How is one to make sense of their contrary claims? Is the right action:
- Seeking my own good (Egoism)?
- the greatest good for the greatest number (Utility)?
- Obeying rules (Deontology)?
- Determined by culture, communities, or individuals (Subjectivism)?
- Not about facts, but just a way of expressing approval or disapproval (Emotivism)
Each of these theories have their peculiar strengths and weaknesses. But what they have in common is a sense of incompleteness and insufficiency. They can be summarized in terms of a certain fragmentation of the person. This in turn creates what can only be described as a kind of pathological hyperbole.
Emotivism, for instance focuses on the emotional content of moral statements and ignores any rational content. It not only ignores rational content, but denies that ethical statements have rational meaning, that they tell us about facts!
Utility focuses on the quantity of resultant good or happiness and ignores the intention of the actor. It recognizes the communal nature of our existence and the need for a certain indifference or neutrality in our acting (justice), but so emphasizes our outward directedness that it ends up denying the goodness of any act in itself. It ends up so emphasizing results that means are of no consideration in themselves.
Deontology focuses on law to the point that it denies prudence and the significance of the particulars or circumstances of each act. In Kant’s formulation, it places an utter antithesis between freedom and any external law.

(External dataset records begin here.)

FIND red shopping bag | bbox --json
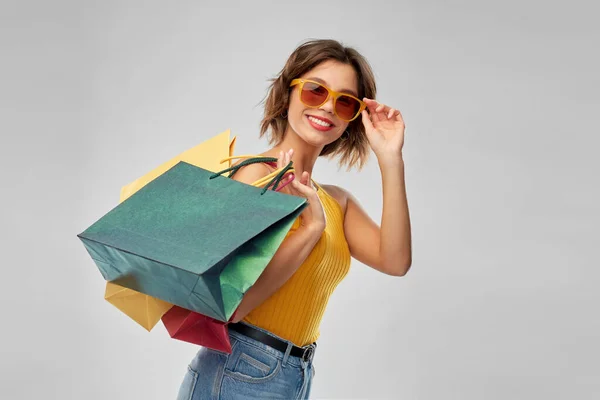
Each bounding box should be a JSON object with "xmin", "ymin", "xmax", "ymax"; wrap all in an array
[{"xmin": 161, "ymin": 306, "xmax": 235, "ymax": 354}]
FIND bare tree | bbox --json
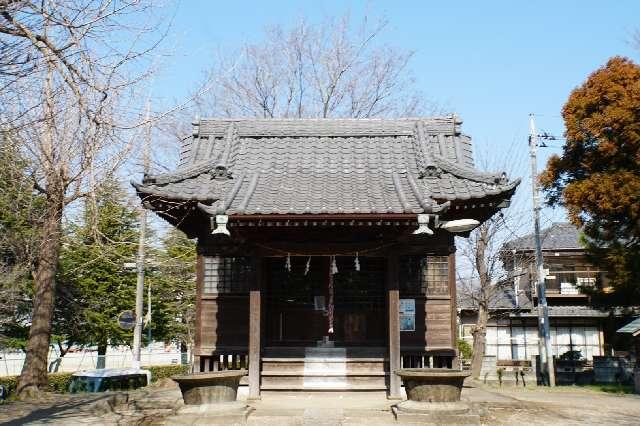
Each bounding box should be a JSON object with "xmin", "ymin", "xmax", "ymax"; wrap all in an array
[
  {"xmin": 199, "ymin": 16, "xmax": 432, "ymax": 118},
  {"xmin": 457, "ymin": 144, "xmax": 531, "ymax": 378},
  {"xmin": 0, "ymin": 0, "xmax": 165, "ymax": 396}
]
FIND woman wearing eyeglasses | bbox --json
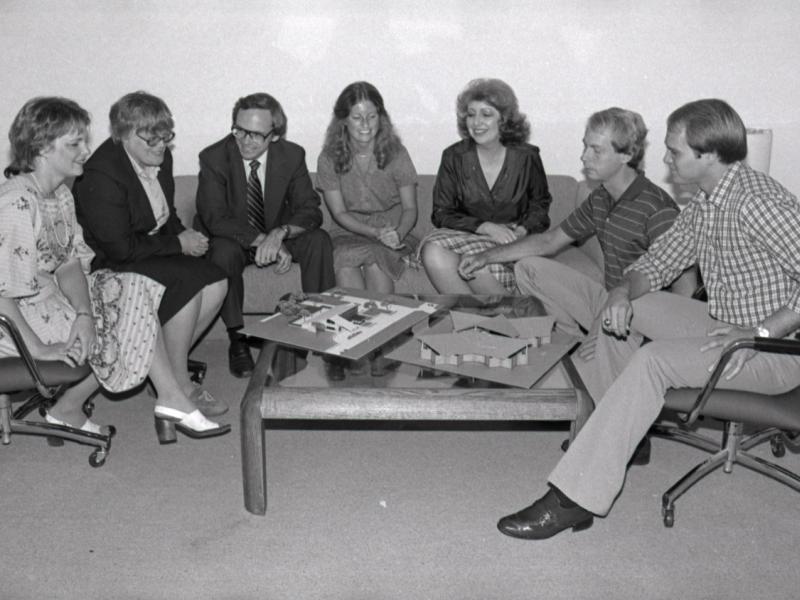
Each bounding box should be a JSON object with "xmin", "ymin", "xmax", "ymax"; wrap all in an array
[
  {"xmin": 0, "ymin": 97, "xmax": 230, "ymax": 441},
  {"xmin": 72, "ymin": 91, "xmax": 227, "ymax": 424}
]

Subjectivism so emphasizes circumstances that it denies the inherent value of any moral judgment or act whatsoever. The good is simply what is accepted by a certain individual or group.
Egoism recognizes the dignity of the individual and that all acts are acts of individuals, but it does so at the price of claiming that all acts are ultimately self-centered. Egoism denies that the self can love and thus discover a good which is good because it belongs to those whom we love (not because it benefits us).

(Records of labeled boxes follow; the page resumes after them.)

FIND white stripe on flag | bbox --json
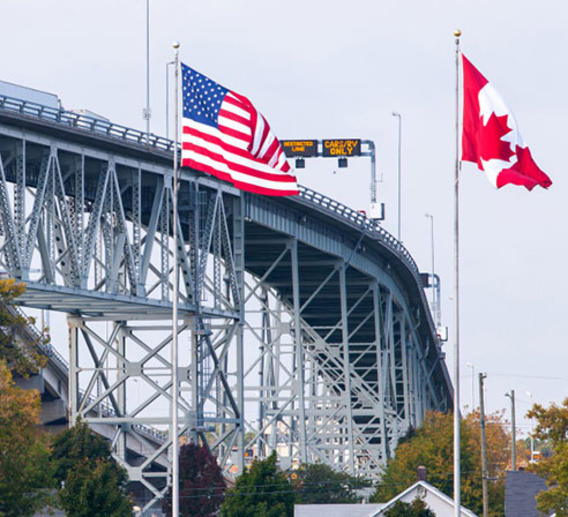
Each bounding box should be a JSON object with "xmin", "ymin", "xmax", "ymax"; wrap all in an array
[{"xmin": 181, "ymin": 150, "xmax": 296, "ymax": 190}]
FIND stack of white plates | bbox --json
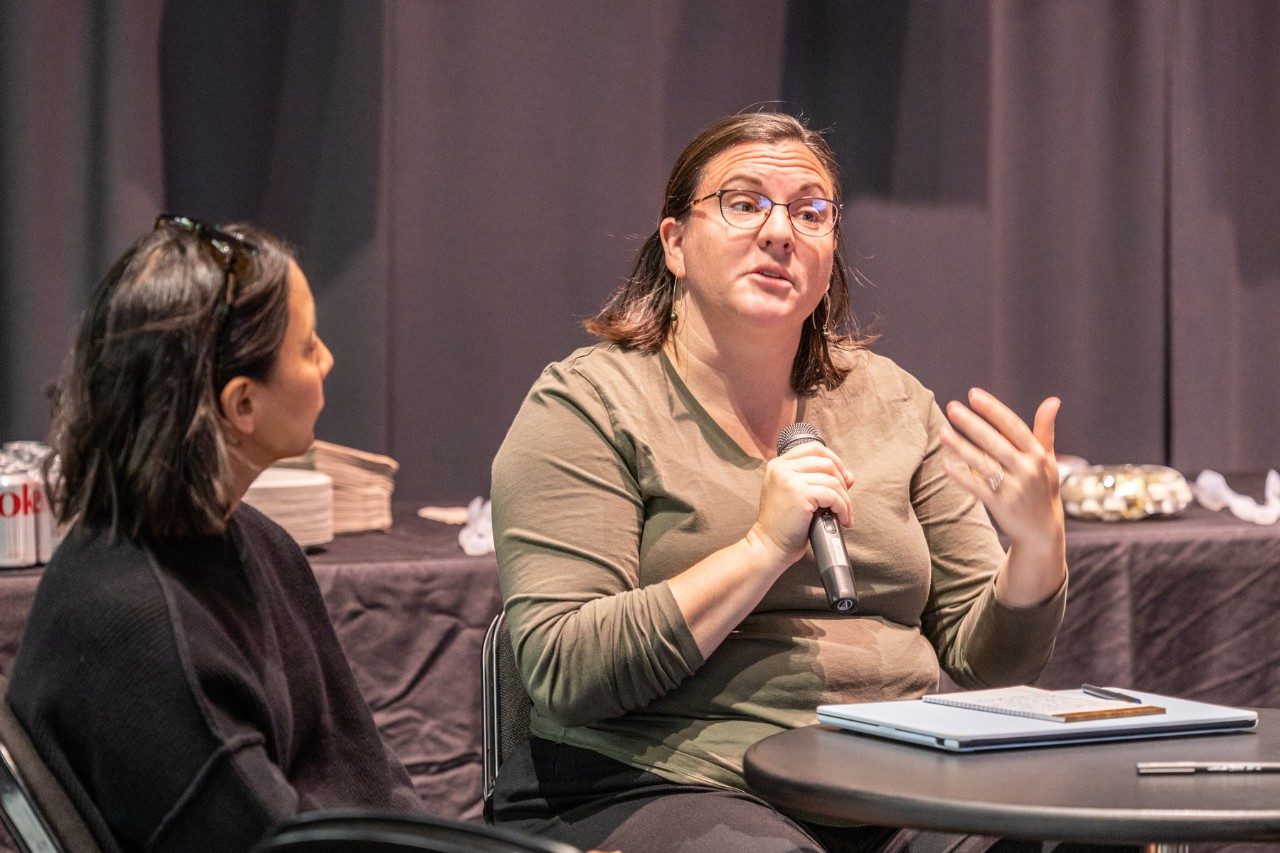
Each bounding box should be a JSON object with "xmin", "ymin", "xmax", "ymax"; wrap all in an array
[{"xmin": 244, "ymin": 467, "xmax": 333, "ymax": 547}]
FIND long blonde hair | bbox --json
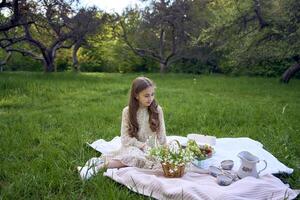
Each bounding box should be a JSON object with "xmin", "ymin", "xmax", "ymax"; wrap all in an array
[{"xmin": 128, "ymin": 77, "xmax": 160, "ymax": 138}]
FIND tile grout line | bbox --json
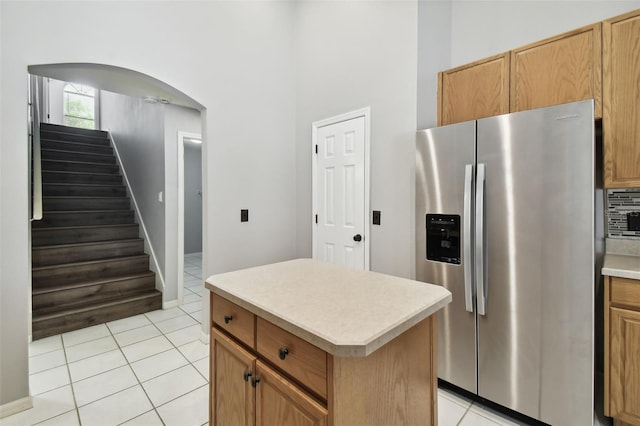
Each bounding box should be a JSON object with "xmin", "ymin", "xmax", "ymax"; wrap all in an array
[
  {"xmin": 107, "ymin": 314, "xmax": 166, "ymax": 426},
  {"xmin": 60, "ymin": 334, "xmax": 82, "ymax": 425},
  {"xmin": 20, "ymin": 256, "xmax": 209, "ymax": 425}
]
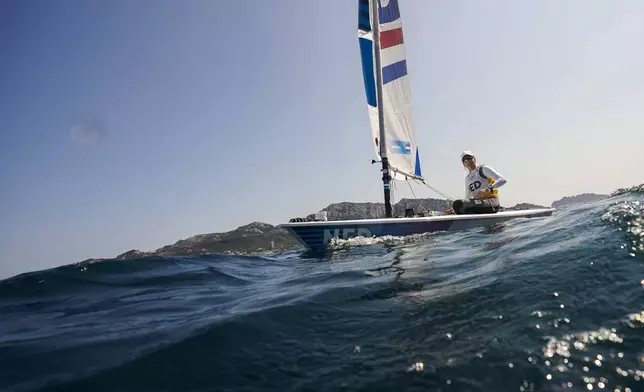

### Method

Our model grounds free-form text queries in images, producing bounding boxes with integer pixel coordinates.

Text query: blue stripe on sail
[378,0,400,24]
[358,14,371,32]
[382,60,407,84]
[358,0,371,32]
[358,38,377,107]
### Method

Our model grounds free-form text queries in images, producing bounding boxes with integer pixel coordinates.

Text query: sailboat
[278,0,554,250]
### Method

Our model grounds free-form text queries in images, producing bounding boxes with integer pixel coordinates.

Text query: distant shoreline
[81,191,616,263]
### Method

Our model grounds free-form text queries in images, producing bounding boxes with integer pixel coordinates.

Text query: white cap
[461,151,474,161]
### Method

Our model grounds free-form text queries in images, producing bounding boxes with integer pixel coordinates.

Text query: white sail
[358,0,422,179]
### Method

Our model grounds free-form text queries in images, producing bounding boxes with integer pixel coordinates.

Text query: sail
[358,0,422,179]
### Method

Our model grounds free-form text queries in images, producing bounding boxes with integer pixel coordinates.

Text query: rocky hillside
[552,193,608,209]
[109,222,298,259]
[94,198,560,259]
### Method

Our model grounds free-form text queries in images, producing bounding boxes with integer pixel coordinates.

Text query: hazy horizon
[0,0,644,278]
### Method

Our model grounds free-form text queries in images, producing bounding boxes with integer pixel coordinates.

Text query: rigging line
[405,180,429,214]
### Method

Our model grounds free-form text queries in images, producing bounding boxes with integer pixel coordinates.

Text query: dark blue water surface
[0,193,644,392]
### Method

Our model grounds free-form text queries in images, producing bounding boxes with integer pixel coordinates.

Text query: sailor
[446,151,506,214]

Each of these theories latch on to some partial truth of our anthropology, to an aspect of the human person, such as that we are social, rational, emotive, particular, and also contextualized by norms existence and our nature (law).
This is belied by the fact that whenever one of these theories is criticized, successive proponents attempt to recover their pet theory by defending it, but their defense often takes the form of showing that it conforms to the demands of some other theory!
For instance: an egoistic will try to show how there is room for friendship or love; a utilitarian will try to show how that theory will produce normative results (or they blend their theory with rules); a deontologist will argue for the flexibility or applicability of their rules.
This is not always the case. The hard and fast egoist may deny the value of love or serving others; the utilitarian may reject all norms as mere tradition and superstition; the Kantian may accept a merciless inflexibility of the law; a subjectivist may deny the existence of any inherent moral truth.
It is important to know that there is another way, one which has been recovered by virtue ethicists in the last decades. Such an ethic accounts for man as a rational, emotional, choosing animal, a political (communal) being, one who lives in the nearly infinite complexity of particularity, who is yet ordered toward a definite end which can be described by the boundaries of the natural law.
Such a theory is both more robust and more demanding, but in a different way. It does not demand like the utilitarian that we prophetically perceive the greatest good, or that we stalwartly cut ourselves off from others as the egoist suggests. Nor does it demand we conform ourselves to our community without due consideration, or fulfill the law with heartless, thoughtless inflexibility.
Virtue ethics calls for us to live out our humanity, to be transformed and conformed to the good within the context of our peculiar circumstances, to prudentially discern right and wrong, not apart from the law, but along side it, to discover that the heart and mind, though often in conflict, often darkened by sin and ignorance, are made for, long for, and delight in the good which is the calling of every single person–the calling to holiness, to love God and our neighbor.